Ya estaba bien, no podía postergarlo más. Tenía sin falta ya que
hacerlo: barrer y fregotear la terraza mía,
abierta ella a los aires libres, y yaque darle mano a los cristalones
del salón y de mi chambre que a la misma dan. Sólo llevaba un año y medio sin
hacerlo, ¿se me habría olvidado esto también? Cuando desde el balancín miraba
yo soñador las nubes sin descorrer el cristal, más que algodonosos cúmulos, por
culpa de una rara película que no quería yo descifrar, me parecían parduzcos y
salpicados acúmulos, no te digo más. Cómo van a salirte así buenas poesías,
melón. Dígase en mi descargo que durante la antigua normalidad apenas paraba el
muá en casa, salvo a dormir. Confinamiento obliga. Ya estaba bien, ya te digo.
Me conjuré. Abrí el ventanal y con detenimiento de perito miré el suelo de la
terraza. Joder, casi parecía aquello el desierto del Teneré. Un polvo espeso
sobre toda esa extensión yo vi, sí vi, aquí y allá arena gruesa, tierra hecha
terrones, hojas secas, hierbajos, cardos, remolinos de pajas y pelusas, un par
de cromos aviejados, una pelotita más negruzca que verde, vilanos y gusarapos
apelmazados, telares de arácnidos por las esquinas, algún raro insecto fiambre,
de escolopendras o algo así… Era tal el abandono polvoriento y reseco allí que
por un instante temí descubrir un alacrán pavoneándose y todo. Extendí la mano
contra el cristal por fuera, y allí que se imprimió su silueta devolviéndome la
palma en negro. El acto reflejo mío fue el de, acongojado, cerrar el ventanal,
claro. Además, a saber cuánto iba a durar todo esto, y total, si aquí no viene
ni el Tato, qué más da, y que polvo eres y tal…
Pero aquello era too much. Reaccioné. Va, tío. Ajústate el chándal
chavista y al ataque. Orden, orden, orden. Piensa, y por orden. Cepillo y
recogedor, para empezar. Con el ventanal casi cerrado, para que no se meta todo
el lío para dentro, pero no del todo, no vayas a quedarte encerrado en la
terraza y para qué queremos más. ¿Y si un golpe súbito de aire…? Bah, al
ataquerrr. Pero piensa, figura. Des-pa-si-to barre tú, no vayas a levantar una
tolvanera y te trague el tornado. Ohú, llené de desierto el recogedor. Ya se
veían las baldosas, si bien mates total. Sorprendí a una vecina de balcón,
entre conmiserativa, curiosa y divertida, todo a la vez, fisgoteándome. Qué, de
limpieza, buenos días. Yo: Un poquito, sí, jejejé, buenas. Iba a ponerme a
cantar por Los Secretos, a venirme arriba y darlo todo ahí, pero me corté, of
course. Fregotear ahora.

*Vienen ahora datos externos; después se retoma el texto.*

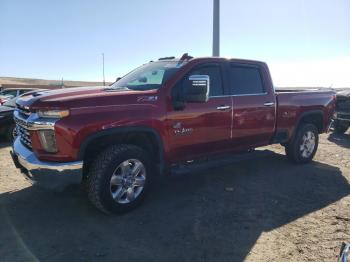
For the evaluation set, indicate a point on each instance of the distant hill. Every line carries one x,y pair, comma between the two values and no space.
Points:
43,82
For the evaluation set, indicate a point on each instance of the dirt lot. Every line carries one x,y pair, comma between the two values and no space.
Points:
260,209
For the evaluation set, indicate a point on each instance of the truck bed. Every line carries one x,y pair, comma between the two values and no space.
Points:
293,103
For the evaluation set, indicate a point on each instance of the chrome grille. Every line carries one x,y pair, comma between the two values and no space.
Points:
343,104
24,135
25,112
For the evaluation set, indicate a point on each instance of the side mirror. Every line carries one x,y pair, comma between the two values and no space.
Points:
197,91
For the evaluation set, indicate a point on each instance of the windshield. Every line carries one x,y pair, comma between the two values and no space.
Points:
9,93
11,102
148,77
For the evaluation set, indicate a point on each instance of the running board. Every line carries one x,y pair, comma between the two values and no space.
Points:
205,164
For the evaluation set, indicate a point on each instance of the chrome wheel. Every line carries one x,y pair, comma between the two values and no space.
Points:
308,143
14,133
128,181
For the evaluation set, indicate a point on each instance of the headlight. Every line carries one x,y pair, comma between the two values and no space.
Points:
53,113
48,140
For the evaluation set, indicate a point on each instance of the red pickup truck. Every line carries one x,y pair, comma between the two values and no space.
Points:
116,139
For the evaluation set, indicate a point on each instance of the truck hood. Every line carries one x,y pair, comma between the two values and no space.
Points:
81,97
4,109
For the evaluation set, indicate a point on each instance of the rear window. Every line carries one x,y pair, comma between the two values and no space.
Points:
245,80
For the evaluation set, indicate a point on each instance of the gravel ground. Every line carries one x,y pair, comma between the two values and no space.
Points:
260,209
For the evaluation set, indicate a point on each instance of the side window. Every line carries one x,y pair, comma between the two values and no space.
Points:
245,80
214,72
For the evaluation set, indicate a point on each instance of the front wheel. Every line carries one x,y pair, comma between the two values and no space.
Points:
119,178
11,133
302,148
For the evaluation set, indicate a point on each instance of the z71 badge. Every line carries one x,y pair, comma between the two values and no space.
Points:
181,131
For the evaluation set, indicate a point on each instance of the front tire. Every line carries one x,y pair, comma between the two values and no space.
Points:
11,133
119,178
302,148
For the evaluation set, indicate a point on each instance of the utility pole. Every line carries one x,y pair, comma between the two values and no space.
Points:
103,68
216,27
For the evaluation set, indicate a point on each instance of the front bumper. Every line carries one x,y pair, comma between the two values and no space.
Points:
47,174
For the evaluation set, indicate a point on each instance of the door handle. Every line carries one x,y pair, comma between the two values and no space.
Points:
223,108
269,104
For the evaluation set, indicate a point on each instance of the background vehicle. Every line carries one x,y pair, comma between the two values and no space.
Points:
118,138
7,125
8,94
342,112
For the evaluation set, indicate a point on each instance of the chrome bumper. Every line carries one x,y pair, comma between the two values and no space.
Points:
47,174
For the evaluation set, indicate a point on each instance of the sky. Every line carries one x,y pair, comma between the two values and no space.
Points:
304,42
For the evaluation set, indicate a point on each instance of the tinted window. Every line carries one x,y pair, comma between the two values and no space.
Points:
214,74
245,80
12,93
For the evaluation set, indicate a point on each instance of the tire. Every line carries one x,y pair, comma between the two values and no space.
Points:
340,128
119,178
302,148
11,133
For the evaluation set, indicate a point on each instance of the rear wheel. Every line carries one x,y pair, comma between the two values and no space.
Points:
119,178
340,128
302,148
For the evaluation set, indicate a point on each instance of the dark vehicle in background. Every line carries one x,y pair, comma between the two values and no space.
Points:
342,112
7,94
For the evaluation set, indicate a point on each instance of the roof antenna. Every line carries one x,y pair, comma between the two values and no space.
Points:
185,56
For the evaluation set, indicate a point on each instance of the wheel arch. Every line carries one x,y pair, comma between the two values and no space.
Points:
145,137
315,117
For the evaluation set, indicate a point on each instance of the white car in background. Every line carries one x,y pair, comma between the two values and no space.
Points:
10,93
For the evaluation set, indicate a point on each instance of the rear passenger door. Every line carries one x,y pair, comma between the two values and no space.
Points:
208,124
254,106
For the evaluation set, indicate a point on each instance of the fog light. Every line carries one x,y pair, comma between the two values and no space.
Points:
48,140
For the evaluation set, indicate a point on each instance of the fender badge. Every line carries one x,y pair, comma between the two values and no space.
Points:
147,98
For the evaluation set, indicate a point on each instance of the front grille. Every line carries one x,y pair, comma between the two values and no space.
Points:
343,104
24,135
24,112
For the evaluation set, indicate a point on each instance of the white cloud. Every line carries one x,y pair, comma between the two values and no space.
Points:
327,72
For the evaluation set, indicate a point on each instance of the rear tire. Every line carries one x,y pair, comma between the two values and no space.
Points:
119,178
302,148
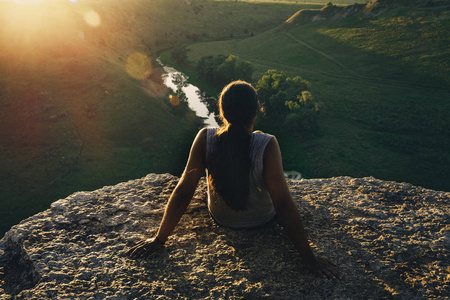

Tres veces, porque a la primera el agua se hacía
petróleo ante mis ojos atónitos. A la tercera, ¡ole mis cremositas baldositas
guapas! Aunque me dolían ya un poco los riñones, ay, la falta de costumbre. Y
ahora los cuatro pedazos de cristales. Pero antes, horror, tenía que lavotear
también las persianas de arriba abajo, que andaban mustias y rebozadas en polvo
las pobres. Venga, agua con jabón, bayeta y a tope y a conciencia mi
dale-que-te-pego. Uff, cansa. Los cristales now. Papel y cristasol a tutiplén.
¡Jodó!, era puro barro lo que al principio destilaban. Decentes al cabo, se me
empañaban a corros luego. Lo ingrato que es limpiar cristales, que nunca del
todo limpios los ves. Además que ahí sí que tuve que agacharme y arriñonarme, y
que frotar y refrotar. Polvo, sudor y salero, el escritor sin Nombre cabalga y
requetelimpia. Más de media tarde, no creas. Lavar y restregar luego trapos,
cubo, cepillo y fregona. Me dolía todo, no sé, está mal decirlo… pero me sentía
extrañamente contento. Así es que me lavé bien yo mismo, incluso las orejas, me
cambié de ropa, en fin, me dejé luego caer sobre el balancín como un figurín.
Busqué desde ahí con mis ojos las nubes. No estaban. Me encontré un cielo azul unánime,
diáfano, preciosísimo. Ya no tenía excusa, maldición.